The plan had been to take the bus to the stop on Marsh Lane and walk the mile or so to the reservoir. Unfortunately the bus was diverted due to roadworks and couldn't get any closer than the stop near the station. Which wasn't a great hardship, just adding half a mile to the walk though I could have done without the last uphill stretch to Marsh Lane with a strong breeze blowing rain in my ear.

Marsh Lane

Looking back towards Oxenhope 

That strong breeze was in my face all the way to the reservoir. Every so often the thick drizzle would become a heavy shower of horizontal rain. I wondered why I do this but was very much enjoying the scenery. Robins and great tits sang, goldfinches twittered and jackdaws noisily bounced about the fields.

The field beyond the trees on Oxenhope Common held a couple of hundred black-headed gulls together with a dozen or so herring gulls, a similar number of greylags and a few mallards. Further along a flock of curlews called loudly as the wind blew them over the slopes.

I'd seen the reservoir from the bus as we approached Oxenhope. I couldn't see it from the road and I couldn't find a way onto the maintenance road running by the reservoir that didn't have a locked gate in the way. There have been some good photos of the grebe posted on social media so there must be in a way in I couldn't find. 

Leeshaw Reservoir 

I retraced my steps and followed a footpath up the hill by the corner of the road that gave me an overview of the reservoir. The light was tricky: the wind was scudding the clouds past and at any moment the light could be bright or dark, flat or high contrast. The raft of herring gulls, lesser black-backs and black-headed gulls merged in and out with the greys of the very choppy water as the light changed.

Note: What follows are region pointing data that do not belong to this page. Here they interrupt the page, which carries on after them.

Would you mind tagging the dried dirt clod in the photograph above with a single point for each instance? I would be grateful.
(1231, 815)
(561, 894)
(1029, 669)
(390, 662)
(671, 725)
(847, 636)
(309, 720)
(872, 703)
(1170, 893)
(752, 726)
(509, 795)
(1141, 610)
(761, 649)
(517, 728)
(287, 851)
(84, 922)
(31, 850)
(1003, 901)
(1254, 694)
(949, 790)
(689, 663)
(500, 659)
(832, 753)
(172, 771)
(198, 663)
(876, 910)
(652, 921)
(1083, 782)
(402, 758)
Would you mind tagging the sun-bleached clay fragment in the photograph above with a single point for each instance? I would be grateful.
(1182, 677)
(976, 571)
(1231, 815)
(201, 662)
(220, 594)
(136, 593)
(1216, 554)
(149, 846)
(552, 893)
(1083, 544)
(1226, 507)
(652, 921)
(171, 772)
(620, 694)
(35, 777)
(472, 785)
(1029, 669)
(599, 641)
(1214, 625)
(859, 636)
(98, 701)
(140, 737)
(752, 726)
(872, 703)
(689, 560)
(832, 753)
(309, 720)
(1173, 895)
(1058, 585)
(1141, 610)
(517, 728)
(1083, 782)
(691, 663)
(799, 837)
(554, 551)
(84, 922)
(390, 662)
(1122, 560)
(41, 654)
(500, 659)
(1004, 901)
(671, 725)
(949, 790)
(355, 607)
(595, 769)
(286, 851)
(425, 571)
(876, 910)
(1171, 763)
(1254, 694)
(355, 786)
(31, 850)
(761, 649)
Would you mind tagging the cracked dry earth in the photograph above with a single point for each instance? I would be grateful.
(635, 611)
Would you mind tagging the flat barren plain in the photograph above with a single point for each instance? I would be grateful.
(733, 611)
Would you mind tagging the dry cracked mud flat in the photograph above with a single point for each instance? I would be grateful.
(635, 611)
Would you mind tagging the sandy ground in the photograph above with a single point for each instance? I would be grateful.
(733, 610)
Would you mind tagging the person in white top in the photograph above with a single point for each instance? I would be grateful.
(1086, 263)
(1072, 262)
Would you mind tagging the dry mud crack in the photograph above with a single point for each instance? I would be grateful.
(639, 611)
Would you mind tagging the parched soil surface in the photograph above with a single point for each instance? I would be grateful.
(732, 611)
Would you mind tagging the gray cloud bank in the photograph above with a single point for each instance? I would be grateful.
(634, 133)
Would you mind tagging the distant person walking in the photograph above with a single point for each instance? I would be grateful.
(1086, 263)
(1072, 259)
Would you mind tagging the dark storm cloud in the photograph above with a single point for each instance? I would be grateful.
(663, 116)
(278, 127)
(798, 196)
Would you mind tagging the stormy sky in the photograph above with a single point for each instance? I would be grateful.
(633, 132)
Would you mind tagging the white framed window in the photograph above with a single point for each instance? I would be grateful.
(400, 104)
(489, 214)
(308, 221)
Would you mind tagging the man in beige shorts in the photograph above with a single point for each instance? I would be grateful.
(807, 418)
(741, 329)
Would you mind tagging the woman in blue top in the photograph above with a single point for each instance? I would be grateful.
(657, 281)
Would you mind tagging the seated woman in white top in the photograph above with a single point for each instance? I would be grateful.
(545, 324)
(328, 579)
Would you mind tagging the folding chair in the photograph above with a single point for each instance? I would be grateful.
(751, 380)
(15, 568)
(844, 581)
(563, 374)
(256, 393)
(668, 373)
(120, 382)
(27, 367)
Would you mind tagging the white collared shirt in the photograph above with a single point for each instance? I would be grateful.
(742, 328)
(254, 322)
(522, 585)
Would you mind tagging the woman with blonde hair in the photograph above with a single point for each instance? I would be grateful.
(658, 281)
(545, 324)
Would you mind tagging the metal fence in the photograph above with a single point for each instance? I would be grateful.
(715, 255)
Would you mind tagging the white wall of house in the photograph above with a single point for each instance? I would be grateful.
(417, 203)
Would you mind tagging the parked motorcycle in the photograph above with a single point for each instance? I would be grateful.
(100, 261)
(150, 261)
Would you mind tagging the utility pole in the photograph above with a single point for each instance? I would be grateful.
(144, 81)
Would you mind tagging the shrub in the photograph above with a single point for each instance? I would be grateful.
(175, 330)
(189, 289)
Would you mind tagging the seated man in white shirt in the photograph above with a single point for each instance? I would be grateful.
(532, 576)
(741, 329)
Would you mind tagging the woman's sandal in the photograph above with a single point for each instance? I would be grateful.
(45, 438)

I was having no luck finding a grebe of any sort. Then I saw a greylag sitting on its own on the water. If I could have missed a greylag that long I could have missed a grebe so I set about scanning the reservoir again. All the time I was searching there was a background cacophony from a mixed flock of Canada geese and greylags on the field on the far side of the reservoir and a dozen oystercatchers getting giddy in the wind on the waterside.

Ironically, it was when I lowered my binoculars to give my arms a rest I spotted the grebe. The light caught it as it rode the crest of a wave. I lost it as I put the bins to my eyes but I knew roughly where to look and picked it up a minute or two later. It wasn't the best of views, distant and backlit, but the solid-looking grey neck ruled out great crested grebe and confirmed I had the red-necked grebe in my sights. I lingered a bit in the rain in the hopes of getting a better view but it wasn't happening.

As I started back down the path a flock of greylags rose from the field by the reservoir and headed over to the common.

Walking back to Marsh Lane

I checked the times, I was okay for the bus back to Hebden Bridge. As I walked back the rain stopped and the sun threatened to come out a few times. Noisy gangs of rooks joined the jackdaws and greenfinches joined the goldfinches. The walking was considerably easier with a strong, warm breeze on my back.

Sparrowhawk, Oxenhope Millennial Green

I got into Oxenhope with quarter of an hour to spare for the bus so I had a quick look at the Millennial Green by the road that had been closed. There had been plenty of robins, blue tits, great tits and sparrows in the gardens I'd walked past so I was surprised there weren't any birds in the trees by the stream. Then I saw the sparrowhawk having a bath. It spotted me and flew up onto a branch so it could give me a hard glare.

The scenery on the bus ride back was just as splendid and crowds of rooks joined the jackdaws in the fields as we came back down towards Hebden Bridge.

I'd had pretty much my worst view of a red-necked grebe but I'd seen it, I'd had an inexpensive day out in Pennine scenery and had had a bit of exercise so I wasn't complaining.